Crypto must go beyond simply tokenized dollars and develop structured, yield-bearing instruments that are recognized and trusted by institutions. We need a global collateral standard that seamlessly links traditional finance with digital assets. This standard must meet three core criteria to facilitate large-scale institutional participation.
Firstly, it must offer stability. Institutions will not commit meaningful capital to an asset class that lacks a robust foundation. Therefore, the collateral used in this new standard must be backed by real-world financial instruments which provide consistent yield and security.
Secondly, it must be widely adopted. Similar to how Tether’s USDt (USDT) and USDC (USDC) became de facto standards for fiat-backed stablecoins, we need widely accepted yield-bearing assets for institutional liquidity. Without standardization, we will continue to see market fragmentation, limiting crypto’s ability to integrate with broader financial systems.
Finally, this new collateral standard must be fully DeFi-native. These assets must be composable and interoperable across various blockchains and exchanges, allowing capital to move quickly and efficiently. Without onchain integration, digital assets will remain locked in separate liquidity pools, stifling the efficient growth of the market.
Without this type of infrastructure, crypto will remain a fragmented financial system. To ensure that both US and Asian investors can access tokenized financial instruments, like tokenized treasuries, in the same security and governance standard, we need to provide institutions with a seamless and compliant pathway for capital deployment.
Establishing a structured framework that aligns crypto liquidity with the financial principles that institutions rely on will determine whether digital assets can truly scale beyond their current limitations.
A new generation of financial products is beginning to solve this issue.
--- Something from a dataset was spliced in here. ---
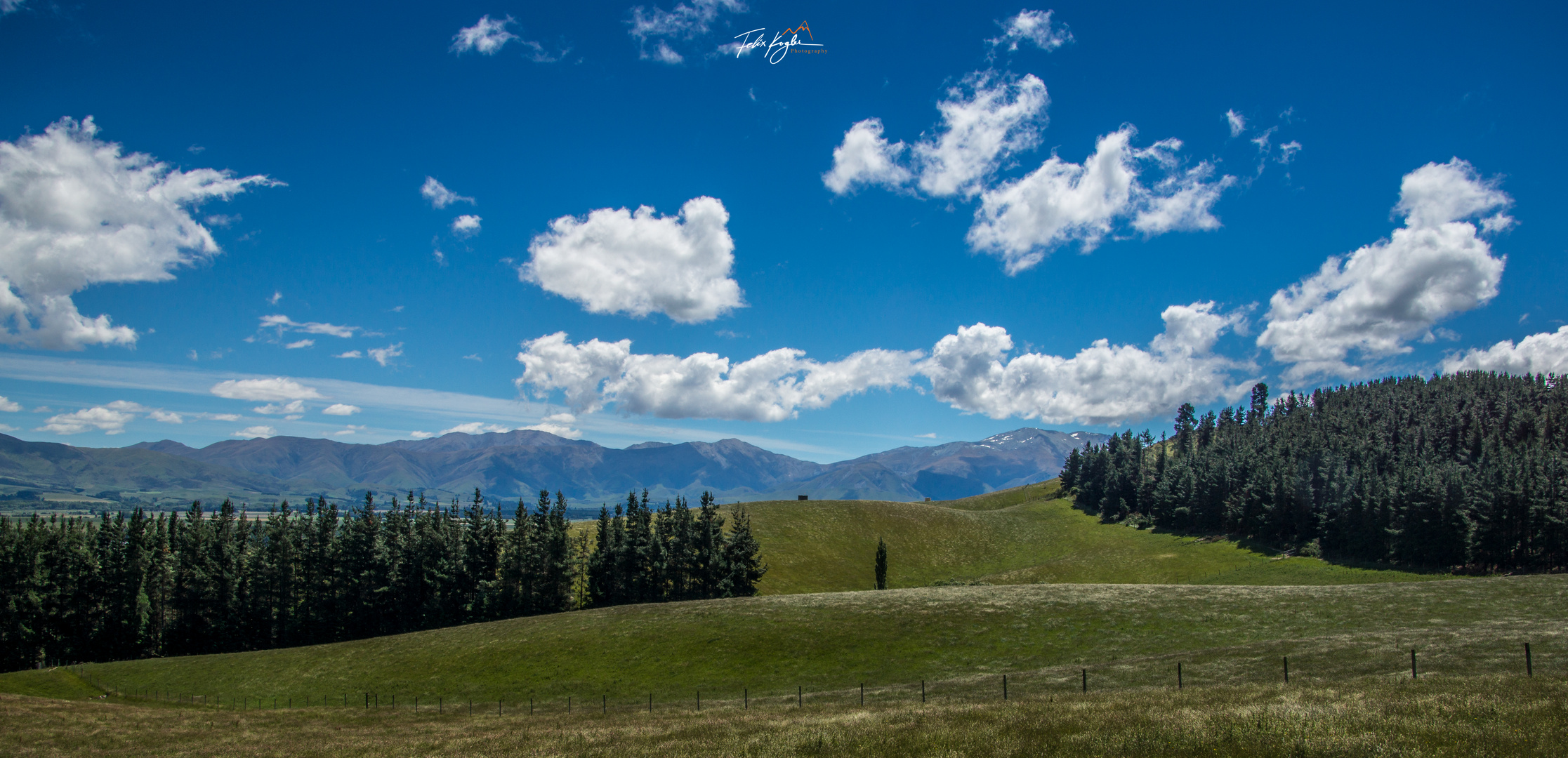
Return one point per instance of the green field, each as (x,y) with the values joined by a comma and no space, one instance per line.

Tokenized treasuries, like those from BUIDL and USYC, function as stable-value, yield-generating assets, offering investors an onchain version of traditional fixed-income products. These instruments provide a direct alternative to traditional stablecoins, enabling a more capital-efficient system that mimics traditional money markets.
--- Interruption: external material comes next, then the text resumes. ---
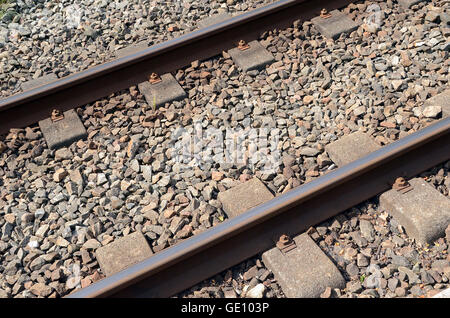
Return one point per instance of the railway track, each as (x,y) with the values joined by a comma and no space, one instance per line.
(171,270)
Asian exchanges are beginning to incorporate these tokens, providing users in the region with access to yields from US capital markets. However, the opportunity goes beyond mere capital mobility.
The goal is to package crypto exposure alongside tokenized US capital market assets in a way that meets the technical and legal standards preferred by institutional investors while remaining easily accessible in the Asian context. This will allow for a more robust, compliant and scalable system that connects traditional and digital finance.
Bitcoin is also evolving beyond its role as a passive store of value. Bitcoin-backed financial instruments, like those offered by BlockDecomp, enable BTC to be restaked as collateral, unlocking liquidity while generating rewards for investors.
For Bitcoin to function effectively within institutional markets, it must be integrated into a structured financial system that aligns with regulatory standards in key markets, making it accessible and compliant for investors across different regions.
Centralized decentralized finance (CeDeFi), which combines the liquidity of centralized exchanges with DeFi’s transparency and composability, is another key piece of this transition. For CeDeFi to be widely adopted by institutional players, it must offer standardized risk management practices, clear regulatory compliance and deep integration with traditional financial markets.
This will ensure that CeDeFi-based instruments, such as tokenized treasuries, BTC restaking or structured lending programs, are deployed in a way that meets the technical and legal criteria preferred by institutions, rendering them easily accessible and integratable into broader institutional investment strategies.